Kommentare
zur Unabhängigkeit
"Berlinische Nachrichten von Staats- und gelehrten Sachen" vom 27.3.1810
Man will versichern, daß der Aufruhr in Süd-Amerika weit mehr auf sich habe, als man in den spanischen Blättern vorgegeben. Ein Brief aus Rio de Janeiro vom 2. Dezember sagt, daß ganz Potosi sich empört, und daß man in den Gegenden, wo Bergwerke sind, alle Königl. Archive verbrannt habe. Derselbe Brief enthielt sogar ein Manifest, in welchem man das ganze Volk des spanischen Amerika auffordert, sich durchaus unabhängig zu machen.
London, vom 23. Juni.
(über Frankreich.)
Die in Süd-Amerika erfolgten Begebenheiten sind sehr wichtig; sie standen aber seit langer Zeit zu erwarten. Es ist in der That zu verwundern, daß diese ausgedehnten Besitzungen so lange vom Mutterlande abhängig geblieben, da es der spanischen Regierung ganz an Energie fehlte. Ohne Verwunderung haben wir daher erfahren, daß die Einwohner dieser Gegenden endlich einen Geist der Unabhängigkeit an den Tag gelegt und den Entschluß gefaßt haben, als ein unabhängiger Staat zu bestehen.

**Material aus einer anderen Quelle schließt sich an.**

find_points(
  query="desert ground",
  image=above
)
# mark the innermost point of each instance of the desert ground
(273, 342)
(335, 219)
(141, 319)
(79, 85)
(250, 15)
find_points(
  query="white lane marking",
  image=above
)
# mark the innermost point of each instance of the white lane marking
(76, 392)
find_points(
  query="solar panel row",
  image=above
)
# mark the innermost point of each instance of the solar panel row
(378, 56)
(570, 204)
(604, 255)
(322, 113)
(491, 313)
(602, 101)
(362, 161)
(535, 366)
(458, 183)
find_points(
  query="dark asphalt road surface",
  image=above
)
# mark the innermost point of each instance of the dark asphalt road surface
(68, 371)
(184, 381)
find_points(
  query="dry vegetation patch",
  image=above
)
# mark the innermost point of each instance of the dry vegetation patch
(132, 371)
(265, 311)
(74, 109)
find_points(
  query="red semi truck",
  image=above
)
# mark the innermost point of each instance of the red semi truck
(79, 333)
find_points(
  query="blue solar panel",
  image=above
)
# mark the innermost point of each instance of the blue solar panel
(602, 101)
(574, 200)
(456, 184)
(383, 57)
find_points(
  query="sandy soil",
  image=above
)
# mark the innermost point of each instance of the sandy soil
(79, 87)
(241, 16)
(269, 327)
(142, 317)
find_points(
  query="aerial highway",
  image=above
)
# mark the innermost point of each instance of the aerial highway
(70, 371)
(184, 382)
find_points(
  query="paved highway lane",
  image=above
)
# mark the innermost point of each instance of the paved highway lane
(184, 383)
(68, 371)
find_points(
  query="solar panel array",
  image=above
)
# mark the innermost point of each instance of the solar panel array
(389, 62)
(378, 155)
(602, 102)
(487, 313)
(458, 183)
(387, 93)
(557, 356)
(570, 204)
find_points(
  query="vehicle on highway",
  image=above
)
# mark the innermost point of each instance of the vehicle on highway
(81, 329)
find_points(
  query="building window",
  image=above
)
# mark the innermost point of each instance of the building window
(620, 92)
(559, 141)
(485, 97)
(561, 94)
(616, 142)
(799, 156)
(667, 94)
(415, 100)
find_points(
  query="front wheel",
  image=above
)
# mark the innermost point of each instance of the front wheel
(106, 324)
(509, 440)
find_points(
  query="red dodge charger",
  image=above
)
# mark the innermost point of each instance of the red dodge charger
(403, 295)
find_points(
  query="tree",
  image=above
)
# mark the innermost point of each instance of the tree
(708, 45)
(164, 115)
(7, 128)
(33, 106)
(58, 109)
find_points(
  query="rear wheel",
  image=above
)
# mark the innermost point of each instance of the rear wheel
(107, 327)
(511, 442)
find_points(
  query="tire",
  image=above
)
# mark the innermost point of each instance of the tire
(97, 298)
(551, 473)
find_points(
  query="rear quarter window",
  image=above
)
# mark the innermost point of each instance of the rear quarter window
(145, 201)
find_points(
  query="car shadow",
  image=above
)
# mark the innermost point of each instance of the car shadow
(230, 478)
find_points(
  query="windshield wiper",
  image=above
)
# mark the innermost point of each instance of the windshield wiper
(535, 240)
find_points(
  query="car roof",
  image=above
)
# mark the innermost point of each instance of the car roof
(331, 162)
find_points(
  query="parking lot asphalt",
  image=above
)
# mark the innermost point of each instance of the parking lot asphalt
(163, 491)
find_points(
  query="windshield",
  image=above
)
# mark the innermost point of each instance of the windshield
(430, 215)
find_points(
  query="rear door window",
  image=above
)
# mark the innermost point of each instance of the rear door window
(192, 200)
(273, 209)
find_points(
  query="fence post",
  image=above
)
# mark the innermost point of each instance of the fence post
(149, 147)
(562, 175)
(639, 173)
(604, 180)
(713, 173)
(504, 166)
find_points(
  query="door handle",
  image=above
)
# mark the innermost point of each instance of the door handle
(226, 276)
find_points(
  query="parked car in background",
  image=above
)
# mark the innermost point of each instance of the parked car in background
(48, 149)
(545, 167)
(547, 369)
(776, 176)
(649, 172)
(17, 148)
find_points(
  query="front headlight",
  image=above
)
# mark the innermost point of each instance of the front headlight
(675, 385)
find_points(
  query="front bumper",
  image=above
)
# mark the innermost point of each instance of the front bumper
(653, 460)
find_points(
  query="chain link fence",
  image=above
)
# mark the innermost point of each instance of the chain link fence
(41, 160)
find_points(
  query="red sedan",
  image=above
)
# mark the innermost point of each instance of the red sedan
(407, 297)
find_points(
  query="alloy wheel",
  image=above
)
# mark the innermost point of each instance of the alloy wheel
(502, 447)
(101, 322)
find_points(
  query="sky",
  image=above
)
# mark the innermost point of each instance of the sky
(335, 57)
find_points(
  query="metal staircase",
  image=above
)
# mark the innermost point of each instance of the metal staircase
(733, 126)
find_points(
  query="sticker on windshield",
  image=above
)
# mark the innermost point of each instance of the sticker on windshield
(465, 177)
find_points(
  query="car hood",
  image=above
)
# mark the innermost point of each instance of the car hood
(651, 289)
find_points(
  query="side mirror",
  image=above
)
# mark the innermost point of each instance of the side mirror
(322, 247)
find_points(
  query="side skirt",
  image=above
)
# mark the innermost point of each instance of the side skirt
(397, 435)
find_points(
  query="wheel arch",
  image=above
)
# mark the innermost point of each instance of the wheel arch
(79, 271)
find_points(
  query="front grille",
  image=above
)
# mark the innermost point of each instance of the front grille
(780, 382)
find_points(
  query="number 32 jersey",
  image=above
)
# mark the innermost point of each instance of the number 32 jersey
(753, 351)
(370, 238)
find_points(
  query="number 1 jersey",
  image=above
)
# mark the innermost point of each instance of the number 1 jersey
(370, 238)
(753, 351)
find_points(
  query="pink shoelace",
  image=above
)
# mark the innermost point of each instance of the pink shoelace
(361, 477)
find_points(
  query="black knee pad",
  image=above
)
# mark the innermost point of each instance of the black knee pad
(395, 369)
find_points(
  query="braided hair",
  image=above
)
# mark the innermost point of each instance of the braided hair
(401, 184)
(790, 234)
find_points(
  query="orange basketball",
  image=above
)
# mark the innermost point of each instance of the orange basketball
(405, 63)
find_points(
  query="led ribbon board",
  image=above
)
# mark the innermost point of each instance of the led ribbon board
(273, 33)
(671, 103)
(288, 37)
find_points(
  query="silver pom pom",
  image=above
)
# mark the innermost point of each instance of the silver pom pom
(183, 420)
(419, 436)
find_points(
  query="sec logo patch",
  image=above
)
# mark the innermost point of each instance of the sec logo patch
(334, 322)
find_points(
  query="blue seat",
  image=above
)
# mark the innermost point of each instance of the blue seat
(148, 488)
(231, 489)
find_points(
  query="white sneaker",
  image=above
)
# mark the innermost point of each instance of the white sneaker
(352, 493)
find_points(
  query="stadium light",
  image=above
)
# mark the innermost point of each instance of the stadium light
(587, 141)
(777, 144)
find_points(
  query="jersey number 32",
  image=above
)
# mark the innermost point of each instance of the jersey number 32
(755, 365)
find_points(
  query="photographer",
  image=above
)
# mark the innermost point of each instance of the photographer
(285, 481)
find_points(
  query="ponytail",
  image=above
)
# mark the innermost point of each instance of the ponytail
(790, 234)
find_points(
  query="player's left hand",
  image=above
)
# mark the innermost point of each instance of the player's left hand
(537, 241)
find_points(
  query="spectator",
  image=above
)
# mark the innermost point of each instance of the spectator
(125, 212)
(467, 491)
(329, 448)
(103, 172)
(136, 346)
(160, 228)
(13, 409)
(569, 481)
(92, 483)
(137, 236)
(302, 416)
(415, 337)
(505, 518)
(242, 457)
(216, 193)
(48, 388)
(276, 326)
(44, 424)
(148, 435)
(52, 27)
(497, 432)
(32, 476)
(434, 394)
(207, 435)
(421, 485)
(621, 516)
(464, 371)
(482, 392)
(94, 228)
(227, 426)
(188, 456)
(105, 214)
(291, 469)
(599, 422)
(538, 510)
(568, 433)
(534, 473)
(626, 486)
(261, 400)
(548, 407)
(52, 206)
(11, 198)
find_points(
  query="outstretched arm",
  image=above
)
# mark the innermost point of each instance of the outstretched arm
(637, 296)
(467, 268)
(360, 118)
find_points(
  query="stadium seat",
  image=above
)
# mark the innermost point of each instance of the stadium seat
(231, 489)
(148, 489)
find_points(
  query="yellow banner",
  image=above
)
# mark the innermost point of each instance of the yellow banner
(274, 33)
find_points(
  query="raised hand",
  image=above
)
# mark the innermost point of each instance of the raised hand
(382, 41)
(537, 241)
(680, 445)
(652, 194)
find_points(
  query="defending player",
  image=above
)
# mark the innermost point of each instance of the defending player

Zufolge der mit der Kriegsloop Musette eingegangenen Berichte, brach die Revolution in Süd-Amerika in den letzten Tagen des Aprils aus zu Caracca und la Quayra. Die Gouverneurs dieser Plätze wurden arretiert und nach Maracaibo gesandt. (...) Der General Intendant, der Intendant und einige andere Personen, welche die Provinz in der Abhängigkeit von Spanien erhalten wollten, sind arretirt worden. Indeß hat man sich keine Gewaltthätigkeiten gegen ihre Personen erlaubt. Sie sind bloß nach einem Orte an der Küste in Sicherheit gebracht, und von da nach Cuba, oder nach andern nach Porto Rico eingeschifft worden. Das Volk hat ohne weitere Excesse erklärt, daß es bloß eine freie und unabhängige Regierung wolle.
(sloop: aus dem Englischen übernommene Bezeichnung des 18. u. 19. Jhs. für bestimmte Kriegsschiffe. Musette ist der Schiffsname.)
Amerika.
Im Laufe des Jahrs 1810 ist die Lage Amerika's völlig verändert; seine gebundene Kindheit in blühende hoffnungsvolle Jünglingszeit übergegangen; Europäische Vormundschaft hat geendet. Selbstständig tritt es auf, schreibt sich den Kreis der Wirksamkeit vor. Unermeßlich sind die Hülfsmittel der Natur und in glühender Entwicklung die Kräfte der Völkerschaften. Mögen die Freistaaten des Nordens und die Freistaaten des Südens brüderlich wetteifern!
Spanien und seine überseeischen Besitzungen.
Die spanischen sowohl als die portugiesischen Besitzungen in Amerika haben sich, erstere in republikanischer, letztere in monarchischer Verfassung, unabhängig vom Mutterlande und selbstständig erklärt. Die Bande, die sie einst an Europa fesselten, sind dadurch zerrissen, ihre Verhältnisse zu den Metropolen aufgelöst, und sie selbst streben, sich aus dem Zustande untergeordneter Länder in die Reihen selbstständiger Staaten emporzuheben. Diese eigenmächtige Emancipation und ihre Wirkung auf die Mutterländer, und dadurch selbst auf das europäische Staatensystem, bietet Stoff zu ernsten Betrachtungen dar, und nimmt mit Recht die allgemeine Aufmerksamkeit in Anspruch.
III.
Die Revolution in Südamerika.
(Nach de Pradt.)
Ein politisches Schauspiel von der Größe, wie Südamerika dermal darbietet, hat die Welt noch nie gesehen, ist in der Geschichte unerhört.